Route, avril 2014

 

 DES PORTES ENTROUVERTES

 

 

Dans l’air légèrement voilé flottent encore quelques nuages aussi inconsistants que pétales de prunier, et que la mare gagnée par les roseaux ne reflète pas. Au hasard de la route voici quelques bouquets de flamboyantes jonquilles, des forsythias en fleurs, le voile vert frais des jeunes feuillages, un enclos avec des poules qui grattent la terre et qui courent (évidemment inconscientes du sort réservé à l’immense majorité de leurs semblables dans les hangars de l’industrie).

 

Toutes ces fleurs plantées autour des maisons des hommes disent quand même quelque chose d’un besoin de beauté, de couleurs, de lumière, d’harmonie. Ce magnolia, ce cerisier en fleurs, tous deux d’une beauté étourdissante, trop voyante d’ailleurs, ont été plantés par les hommes. On peut sans doute y voir une façon d’imposer partout sa marque, de remplacer par une beauté sous contrôle la beauté sauvage. On peut aussi y voir l’expression d’un regret, une façon de compenser ce qu’on a perdu, d’essayer de garder l’illusion d’un monde bienveillant lors même qu’on n’a de cesse de le détruire — de même cette voiture que je suis, cette voiture qui roule devant moi, au moins aussi polluante que la mienne, a été recouverte par son conducteur la couverte d’autocollants représentant des fleurs…

 

Puis voici le bosquet de mélèzes, de plus en plus vert, et les bouleaux qui se reflètent dans l’eau sombre.

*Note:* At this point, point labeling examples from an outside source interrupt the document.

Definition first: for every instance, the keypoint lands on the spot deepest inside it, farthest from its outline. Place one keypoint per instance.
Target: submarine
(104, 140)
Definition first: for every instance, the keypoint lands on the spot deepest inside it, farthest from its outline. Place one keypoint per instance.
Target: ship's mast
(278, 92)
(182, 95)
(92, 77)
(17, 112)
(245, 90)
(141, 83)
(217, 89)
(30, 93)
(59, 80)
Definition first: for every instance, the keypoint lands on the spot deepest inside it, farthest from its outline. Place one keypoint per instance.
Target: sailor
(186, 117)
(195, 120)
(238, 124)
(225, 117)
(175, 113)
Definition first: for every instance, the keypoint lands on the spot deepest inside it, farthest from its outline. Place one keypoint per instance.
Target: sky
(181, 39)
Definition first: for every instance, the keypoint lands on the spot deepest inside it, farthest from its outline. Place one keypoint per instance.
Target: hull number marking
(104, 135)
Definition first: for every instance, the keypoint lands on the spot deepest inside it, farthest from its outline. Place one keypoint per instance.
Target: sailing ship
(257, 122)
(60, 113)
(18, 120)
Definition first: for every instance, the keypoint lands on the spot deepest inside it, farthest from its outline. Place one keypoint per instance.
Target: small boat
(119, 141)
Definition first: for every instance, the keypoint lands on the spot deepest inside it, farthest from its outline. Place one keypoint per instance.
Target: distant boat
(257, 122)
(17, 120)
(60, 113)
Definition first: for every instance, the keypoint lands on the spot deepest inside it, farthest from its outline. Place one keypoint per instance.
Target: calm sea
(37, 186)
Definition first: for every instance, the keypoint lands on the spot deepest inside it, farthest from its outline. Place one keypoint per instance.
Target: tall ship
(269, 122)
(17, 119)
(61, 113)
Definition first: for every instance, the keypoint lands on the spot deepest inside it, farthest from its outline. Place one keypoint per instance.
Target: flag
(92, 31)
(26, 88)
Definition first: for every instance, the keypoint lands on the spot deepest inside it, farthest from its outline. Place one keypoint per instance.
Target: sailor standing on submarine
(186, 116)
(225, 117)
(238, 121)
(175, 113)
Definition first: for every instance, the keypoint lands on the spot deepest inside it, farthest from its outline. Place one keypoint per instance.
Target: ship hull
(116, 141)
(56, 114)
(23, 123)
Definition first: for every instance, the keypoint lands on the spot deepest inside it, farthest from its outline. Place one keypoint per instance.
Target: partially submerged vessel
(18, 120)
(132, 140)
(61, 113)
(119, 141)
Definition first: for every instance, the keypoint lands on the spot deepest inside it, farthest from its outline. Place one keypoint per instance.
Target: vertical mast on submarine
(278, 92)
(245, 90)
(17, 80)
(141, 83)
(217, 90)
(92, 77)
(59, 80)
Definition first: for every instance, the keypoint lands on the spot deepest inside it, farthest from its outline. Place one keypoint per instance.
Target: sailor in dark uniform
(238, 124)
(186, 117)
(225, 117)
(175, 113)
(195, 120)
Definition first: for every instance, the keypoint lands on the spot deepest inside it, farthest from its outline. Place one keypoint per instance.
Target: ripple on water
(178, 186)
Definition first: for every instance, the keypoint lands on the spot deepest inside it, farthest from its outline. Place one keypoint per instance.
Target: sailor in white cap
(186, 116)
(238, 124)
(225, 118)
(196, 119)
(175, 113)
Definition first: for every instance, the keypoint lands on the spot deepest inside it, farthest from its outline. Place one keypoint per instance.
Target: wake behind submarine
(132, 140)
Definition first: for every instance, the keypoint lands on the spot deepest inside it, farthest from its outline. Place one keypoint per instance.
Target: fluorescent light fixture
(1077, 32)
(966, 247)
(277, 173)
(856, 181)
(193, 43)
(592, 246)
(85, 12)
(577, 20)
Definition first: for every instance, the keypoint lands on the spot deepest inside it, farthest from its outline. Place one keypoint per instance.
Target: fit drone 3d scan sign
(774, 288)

Un rougegorge posé sur le mur me regarde passer.

L’ancien l’hôtel, presque en ruine, d’Arvillard.

Le bar fermé,

 

Je tente encore d’écrire quelque chose avec cela, autour de cela. C’est peut-être aussi encore et malgré tout manière de régression, manière de revenir aux rédactions de l’enfance, à ce premier texte qui décrivait, comme dans un rêve, le chemin du collège… Je constate avec embarras que je vis depuis l’enfance dans la nostalgie de l’écriture. Je me souviens de ce sentiment tout de même très naïf que j’avais, à treize ou quatorze ans, de ne pas pouvoir retrouver ce qui m’avait été donné dans l’écriture des premiers textes ! « Ah, me disais-je, en relisant tel ou tel poème bien maladroit pourtant, ce n’était pas bon mais au moins j’avais pu écrire cela. Maintenant je n’écris pas ». Il n’est pas étonnant que La recherche du temps perdu m’ait tant parlé… Le regret de ne pas écrire, de ne pas pouvoir écrire, demeure une constante même de mon écriture, ou de ces ébauches, de ces bribes de ces balbutiements. Proust, cependant, à la fin de sa vie, a pu faire ce qu’il avait à faire, sauver ce qui devait l’être. Je vois aujourd’hui assez clairement, sinistrement, qu’il n’en sera probablement pas de même pour moi, que les portes que j’ai eu l’illusion d’entrouvrir ces dernières années, n’ouvraient que sur d’autres murs, et que c’est encore plus cruel.